Dans sa déclaration, le Secrétaire général du Conseil de l'Europe Thorbjorn Jagland a salué les corrections et précisions apportées mercredi par le vice-président de la Commission européenne Frans Timmermans, dont l'examen individuel des dossiers des migrants et la garantie d'un droit de recours et de non-refoulement.
"Il est extrêmement important que toute demande d’asile soit traitée individuellement. Il ne saurait être question de retours ou de refoulements collectifs comme le veut la jurisprudence de la Cour européenne des droits de l’homme. Il est heureux que ce point ait été clarifié hier par le Premier vice-président de la Commission Frans Timmermans", a ainsi noté Jagland.

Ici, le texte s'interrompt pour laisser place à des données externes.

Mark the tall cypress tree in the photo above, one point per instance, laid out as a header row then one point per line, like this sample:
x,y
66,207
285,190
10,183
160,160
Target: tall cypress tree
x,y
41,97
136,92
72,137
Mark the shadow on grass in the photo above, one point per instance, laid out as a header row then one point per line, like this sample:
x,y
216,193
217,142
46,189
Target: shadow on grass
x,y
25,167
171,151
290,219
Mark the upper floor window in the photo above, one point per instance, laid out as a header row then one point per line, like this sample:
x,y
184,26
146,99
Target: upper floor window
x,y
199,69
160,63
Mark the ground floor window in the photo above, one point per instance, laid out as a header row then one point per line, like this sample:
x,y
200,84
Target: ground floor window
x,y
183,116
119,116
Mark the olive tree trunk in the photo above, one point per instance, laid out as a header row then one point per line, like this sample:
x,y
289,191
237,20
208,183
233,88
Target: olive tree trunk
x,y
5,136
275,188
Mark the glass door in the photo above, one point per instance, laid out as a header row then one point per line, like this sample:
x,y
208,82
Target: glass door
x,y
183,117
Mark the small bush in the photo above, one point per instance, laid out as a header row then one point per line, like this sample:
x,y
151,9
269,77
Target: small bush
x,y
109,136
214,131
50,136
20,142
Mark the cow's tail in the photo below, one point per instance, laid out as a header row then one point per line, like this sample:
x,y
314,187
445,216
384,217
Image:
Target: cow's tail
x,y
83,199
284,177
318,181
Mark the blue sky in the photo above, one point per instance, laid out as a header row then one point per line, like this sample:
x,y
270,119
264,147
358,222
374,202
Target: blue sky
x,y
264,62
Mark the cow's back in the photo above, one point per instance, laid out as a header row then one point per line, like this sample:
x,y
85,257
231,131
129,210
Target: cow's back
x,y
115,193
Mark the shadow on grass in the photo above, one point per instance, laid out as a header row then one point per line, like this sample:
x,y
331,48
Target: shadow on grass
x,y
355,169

"J’espère que ces principes prévaudront au cours des négociations qui commencent aujourd’hui à Bruxelles", a-t-il poursuivi.
Contacté par Anadolu, le cabinet de Jagland précise qu'il s'agit d'un message d'"encouragement" pour que la Turquie et l'UE puissent trouver un compromis au terme du sommet qui fait suite à celui du 7 mars achevé sans accord. "Les précisions répondent aux préoccupations en matière de droits de l'homme", engendrées par la version ébauche de l'accord, relève la même source.
Garantissant un cadre juridique pour le retour de chaque migrant en situation irrégulière vers la Turquie, Timmermans avait insisté sur le fait que les modalités d'"échange" entre la Turquie et l'UE se poursuivraient "conformément au cadre juridique international et de l'Union".
Dans cette feuille de route, la Commission s'engage également à formuler une proposition en vue de la libéralisation du régime des visas pour les ressortissants turcs à la fin du mois d'avril, tout en se chargeant des préparatifs pour l'ouverture de cinq chapitres du processus d'adhésion de la Turquie à l'UE.